“Sing, Unburied, Sing" by Jesmyn Ward.
I fed this novel to myself in a lazy river of consumption, taking it in slowly like the melted honey at the bottom of a cup of tea. Often drawing on themes of water, it feels appropriate to compare this novel to a river, for how it wends through past and present, roads and marshes, complex characterizations, all in fluid and natural movement. I will admit, there were moments where I felt that the push of the narrative stalled, but this was made up entirely by Ward’s rich language, painting evocative pictures of lush surroundings and troubled love. In keeping with my parallel, stagnant waters often teem with bursting life.
With influences from the Odyssey, Ward sets her journey through costal Mississippi and up north to the very real Parchman prison. Her descriptions are stunning- I could feel the heavy humidity, the hum of that damp heat, could see the vibrant greenery in all of its hazy richness. Painted within the luxuriant and weighty nature, Ward weaves a haunting (and honest) history of the landscape. “Sing, Unburied, Sing” shines a light on the brutal realities of our collective past, and how in informs the present day. Modern slavery in American prisons, the over-incarceration of Black men, and the history (and present state) of lynching are brought into acute focus, and Ward calls our attention to a bleeding wound in American history that still cuts deep in our present. This story is told in both intimate and broad scope. The themes are all encompassing, but as readers we spend much of our time in a tight car with a tense family.

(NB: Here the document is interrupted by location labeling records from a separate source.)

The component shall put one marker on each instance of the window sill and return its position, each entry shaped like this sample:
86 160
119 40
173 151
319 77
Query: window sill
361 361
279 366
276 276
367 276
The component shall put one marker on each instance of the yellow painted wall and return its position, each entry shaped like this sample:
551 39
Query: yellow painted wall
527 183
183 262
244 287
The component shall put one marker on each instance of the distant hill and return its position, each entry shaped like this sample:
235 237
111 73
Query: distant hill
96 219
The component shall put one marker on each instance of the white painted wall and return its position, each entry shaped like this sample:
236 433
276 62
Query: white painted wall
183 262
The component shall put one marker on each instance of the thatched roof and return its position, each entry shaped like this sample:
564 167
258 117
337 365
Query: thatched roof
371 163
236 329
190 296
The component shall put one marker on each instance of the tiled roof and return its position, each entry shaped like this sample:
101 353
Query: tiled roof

We are able to explore how their dynamic is informed by and interacts with the wider message of the story, written in brilliant clarity.
This book refers to itself, in part, as a ghost story, but one thing I appreciated was how this looked in practice. Often, books that evoke elements of the supernatural are bogged down in phantasmagoric mud (real substack fans know I love this word). While I think this works well in many a novel, it would not have served “Sing, Unburied, Sing.” Instead, the ghosts in this story are bright and lucid, keeping the reader aware that the stories they are representing are real historical and current horrors. This novel doesn’t devolve into shimmering, confusing chaos, like many ghost stories do. Instead, the ghosts and spirits that drift through the pages provide even greater precision, greater depth, to the message of the book.
This was also a book about family, struggling under the weight of historical and generational trauma- as I said, both intimate and broad. One theme I felt heavy in my read is that of what love and care look like, and how it can hurt us in different ways. Jojo our 13 year old protaganist, cares for his 3 year old sister Kayla fiercely, but sometimes in ways she can’t understand. In one particularly emotional scene, Kayla has been sick, but Jojo has to make her throw up, for her own good. River and Richie, two young boys brought together in the confines of Parchman, care for each other, with River’s final act of care causing more pain than he could have anticipated at the time. Leonie, the mother of Jojo, is complex and damaged, unable to think of her children over her own troubled past. Michael, her husband, destroys them both in the way loves her. In a climactic scene, Leonie gives her first and only real act of care in the whole novel- and it breaks her, rather than the person she has given the kindness to. The family at the center in “Sing, Unburied, Sing” is broken in some ways, burdened in many, and filled with love across all spectrums of what it may look like. This book is a poignant demonstration of how family bonds exist and warp and tighten under the weight of the world, sometimes coming out stronger and other times becoming unrecognizable.
I’m unsure if what I’ve written is the most cogent interpretation or explanation of this book and my feelings about it, and I know I’ll be spending forever tying to do this story justice. Of all my reviews, this one has taken the longest. It is an epic. It is intimate and all encompassing. It is ephemeral music. It is a ghost story haunted by the tangible and truthful. It is full of pain, of love, of centuries of story, taking place over a few days. It is something to be sat with, digested. I recommend to all.
Next on the list? Cloud Cuckoo Land, recommended to me by my mom and sister. I hope to weep and weep and weep.